Les insecticides néonicotinoïdes pourront bien être utilisés cette année par les agriculteurs. Le Conseil d'Etat a validé, ce lundi, l'arrêté dérogatoire paru le 6 février au Journal officiel, justifiant leur usage en 2021 dans la filière de la betterave sucrière. La plus haute juridiction administrative rejette ainsi le recours de plusieurs ONG et syndicats qui réclamaient en urgence la suspension de ce texte organisant le retour de ces insecticides "tueurs d'abeilles". Elle a estimé qu'il n'était contraire ni à la Constitution ni au droit européen, qui prévoit justement des dérogations à leur interdiction générale.
Pourquoi les néonicotinoïdes sont-ils de retour ?
Tout simplement pour faire face à la chute des récoltes après l'invasion d'un puceron vecteur du virus de la jaunisse.
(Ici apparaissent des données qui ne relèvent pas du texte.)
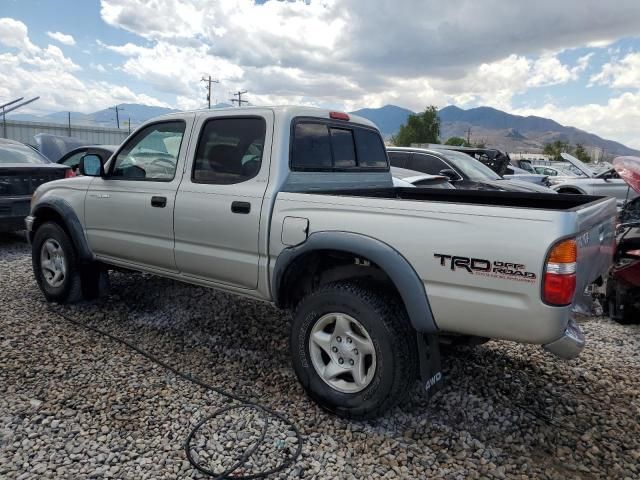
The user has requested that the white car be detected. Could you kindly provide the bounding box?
[391,167,454,188]
[548,153,638,205]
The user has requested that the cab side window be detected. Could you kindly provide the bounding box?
[192,117,266,185]
[290,120,388,171]
[112,121,185,181]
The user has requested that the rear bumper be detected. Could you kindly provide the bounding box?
[542,317,585,360]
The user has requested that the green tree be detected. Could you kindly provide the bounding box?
[445,136,470,147]
[392,106,440,146]
[573,143,591,163]
[543,140,570,161]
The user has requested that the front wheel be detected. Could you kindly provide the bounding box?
[32,222,83,304]
[290,281,418,419]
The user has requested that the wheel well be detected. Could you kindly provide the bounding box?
[31,207,70,243]
[277,249,400,310]
[557,187,583,194]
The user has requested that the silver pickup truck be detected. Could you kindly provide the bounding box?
[27,106,617,418]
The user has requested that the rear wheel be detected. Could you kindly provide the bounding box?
[32,222,83,303]
[290,281,418,419]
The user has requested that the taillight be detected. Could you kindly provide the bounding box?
[329,111,350,121]
[64,169,75,178]
[543,239,577,306]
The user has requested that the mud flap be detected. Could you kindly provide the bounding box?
[417,333,443,398]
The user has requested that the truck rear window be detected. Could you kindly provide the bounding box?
[291,119,388,171]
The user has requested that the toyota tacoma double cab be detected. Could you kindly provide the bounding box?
[27,106,617,418]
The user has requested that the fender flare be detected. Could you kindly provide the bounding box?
[31,198,94,262]
[273,231,438,334]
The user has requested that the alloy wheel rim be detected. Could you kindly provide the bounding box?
[40,239,66,288]
[308,313,377,394]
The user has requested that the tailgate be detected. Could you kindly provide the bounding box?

Le Conseil d'Etat a estimé que "les pertes importantes de production subies en 2020 témoign(ent) de ce qu'il n'existe pas d'autres moyens raisonnables pour maîtriser ce danger pour la production agricole concernée, tout au moins pour la campagne 2021".
Les betteraviers, qui ont subi des pertes évaluées à 280 millions d'euros après l'invasion du puceron que d'autres traitements n'ont pas permis d'éliminer, avaient demandé cette réintroduction de semences de betteraves sucrières enrobées de deux néonicotinoïdes (imidaclopride ou thiamethoxam) en attendant une solution technique de rechange.

Fiche récapitulative sur les pesticides néonicotinoïdes
© / afp.com/Elia VAISSIERE
Pour combien de temps ?
120 jours. Il s'agit de la période maximale prévue dans le cadre de la dérogation de la règlementation européenne. À noter que les 120 jours ont débuté au lendemain de la parution de l'arrêté, le 6 février dernier.
Une loi promulguée le 14 décembre donne également la possibilité à l'État de réautoriser les néonicotinoïdes pour les campagnes 2022 et 2023, dans la seule filière de la betterave sucrière. Deux nouveaux arrêtés (similaires à celui émis cette année) seront nécessaires pour obtenir cette dérogation.
Pourquoi les ONG et associations environnementales s'y opposent ?
Pour les ravages qu'il provoque chez les abeilles. Les ONG Agir pour l'Environnement, Terre d'abeilles et Fédération nature et progrès, la Confédération paysanne et le syndicat national d'apiculture dénonçaient la décision du gouvernement. Elles estimaient notamment que l'arrêté ne répondait pas aux obligations d'un usage "limité et contrôlé" prévu pour pouvoir déroger à l'interdiction générale des néonicotinoïdes en agriculture dans l'Union européenne.
Celui-ci s'appuyait par ailleurs selon les ONG sur des prévisions météorologiques ayant sous-estimé la récente vague de froid, à laquelle les pucerons ne résisteraient pas, alors que les semis doivent débuter vers la fin mars. Elles estimaient enfin que les pouvoir publics n'avaient pas favorisé la recherche de solutions alternatives.
Le gouvernement a lui assuré avoir imposé des "garanties d'utilisation" et souligné que les récentes températures étaient "dans le bas de la fourchette prévue". Le représentant de l'Etat à l'audience a précisé que la mise au point d'alternatives nécessitait du temps et qu'une "dizaine d'autres Etats européens" s'apprêtaient à recourir à des dérogations similaires.
Existe-t-il d'autres voies de recours ?
D'autres procédures de recours contre cette réintroduction ont été lancées par d'autres associations environnementales dans les juridictions de Lyon et Toulouse, où sont situés les sièges français des fabricants de ces insecticides, Bayer et Syngenta.